Beim zweiten Wahlkampfthema war ebenfalls weit und breit keine Einigkeit in Sicht. Diskutiert wurde das Thema der SP, die Altersvorsorge. Die Politikerinnen und Politiker von links bis rechts waren sich gänzlich uneinig.
Ein Hauptargument der SP ist, dass die AHV-Reform den älteren Frauen, also beispielsweise Meyers Mutter, schaden würde. Binder-Keller hielt Meyer den Spiegel vor. Ihre Kritik äusserte sie sachbezogen und in einem ruhigen Tonfall. Sie erklärte Meyer ihren Blickwinkel als ältere Frau: «Wir sind keine Generation, die eine ‹Verlierergeneration› ist. Wir sind bereits eine Frauengeneration, die sich schon im Arbeitsprozess befunden hat. Und die auch gern im Arbeitsprozess ist. Viele Frauen würden auch gern länger arbeiten.»
Meyer widersprach Binder-Keller nicht. Ihr Hauptanliegen in dieser Altersvorsorge-Debatte war, dass man endlich eine dreizehnte AHV einführen solle.

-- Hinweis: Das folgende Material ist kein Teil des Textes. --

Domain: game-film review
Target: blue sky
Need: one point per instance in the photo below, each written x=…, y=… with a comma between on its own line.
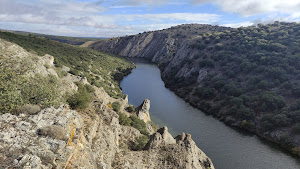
x=111, y=18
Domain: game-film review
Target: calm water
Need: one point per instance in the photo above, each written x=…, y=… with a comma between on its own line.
x=228, y=148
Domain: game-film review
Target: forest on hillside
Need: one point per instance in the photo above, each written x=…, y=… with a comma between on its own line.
x=252, y=80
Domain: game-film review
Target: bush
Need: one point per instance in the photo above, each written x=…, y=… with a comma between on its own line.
x=29, y=109
x=116, y=106
x=140, y=143
x=81, y=99
x=139, y=124
x=124, y=120
x=130, y=109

Chiesa liess es sich nicht nehmen, auch bei diesem Thema gegen die linke Seite zu schiessen: «Die dreizehnte AHV ist eine Lüge. Wer finanziert diese dreizehnte AHV? Das sind die Arbeitsbevölkerung, die Firmen und das Gewerbe. Das müsst ihr klipp und klar sagen.» Man müsse die Renten retten und sichern und könne diese sicher nicht ausbauen, die SP träume nur.
Doch Chiesa provozierte Meyer mit dieser Aussage nicht wirklich. Diese blieb ruhig und antwortete souverän: «Ich finde es sehr interessant, dass die zwei Herren in der Runde immer besser wissen, was wir meinen und gesagt haben. Ich spreche gerne für mich selbst.»
Als sie das sagte, lächelte Meyer triumphierend.